Ana Sanchez, a 15-year-old from Brownsville, Texas, should be going to school and hanging out with friends. Her main concern, though, is how to get enough money to buy food and diapers for her baby son.
“I don’t have work, I had to leave school and sometimes I don’t have money to buy diapers,” said Sanchez.
Like many other Hispanic teenage mothers, she does not have a husband to help support her child. And, she has seen her story played out before - in the lives of her Mexican-born mother, Maria, and her two older sisters.
As the U.S. population passed 300 million this week, some demographers noted that Hispanics account for about half of the current population growth. Many of the Hispanic women who gave birth were teenagers.
About 51 percent of Hispanic girls have babies before turning 20 in the United States, compared with 34 percent of girls nationally, according to the National Campaign to Prevent Teen Pregnancy.
“In the Latino community we have not made as much progress as we have in other oppressed communities”, said Michael McGee, vice president for education at the Planned Parenthood Federation of America.
Emily Rios says she “can’t even count” how many girls became mothers at her high school in El Monte outside Los Angeles, where 72 percent of the population is Hispanic.
Rios was the lead actress in the award-winning movie “Quinceanera,” which follows a 14-year-old from a Mexican family living in Los Angeles who finds herself pregnant before her much-awaited “quinceanera,” or 15th birthday party.
“Maybe they just think it’s the life that they are supposed to live,” she told Reuters in an interview.
With many girls growing up in immigrant families from countries where women are encouraged to have children young, the cultural pressures are strong.
“Most Latino mothers had their children at an early age.
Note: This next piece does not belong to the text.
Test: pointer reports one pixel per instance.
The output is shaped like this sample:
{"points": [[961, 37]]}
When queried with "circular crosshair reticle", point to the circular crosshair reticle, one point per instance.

So they think: ‘If it was OK for them, why can’t it be for me?’” said Neusa Gaytan, program director for the Chicago-based community group Latin Women in Action.
Most of them are Roman Catholic and less likely to use contraception or contemplate abortion, and lack sex education programs in schools with large Hispanic student populations.
Many teens grew up caring for younger siblings and are eager to have a family young, as their mothers did.
While nationwide teen birth and pregnancy rates have fallen in the United States in recent years, the reduction in teenage births has been slower among Hispanics, the country’s fastest growing minority with more than 42 million people.
Hispanic teens had 83 babies per 1,000 women aged 15 to 19 in 2004, compared to 63 for non-Hispanic African-Americans and 27 for non-Hispanic whites, the National Center for Health Statistics said in a study released at the end of last month.
Gaytan said parents need to have frank talks with their children about practicing safe sex and the risks of becoming teen parents.
Adilene Araujo, a 16-year-old Mexican student who lives near Palm Springs, California, and is expecting her first baby, agreed.
She said she thinks many Latino parents don’t want to talk about sex to their kids because they generally think it’s “too early”.
“They think their kids are too young, when they are (already) sexually active,” she said.
Rios hopes other Hispanic teens will watch will learn from “Quinceanera,” which is released on DVD in January, what they didn’t learn at home and in school.
But they are unlikely to have seen it in theaters, unless they went with their parents. Its subject ensured an “R” or “Restricted” rating for people under 17.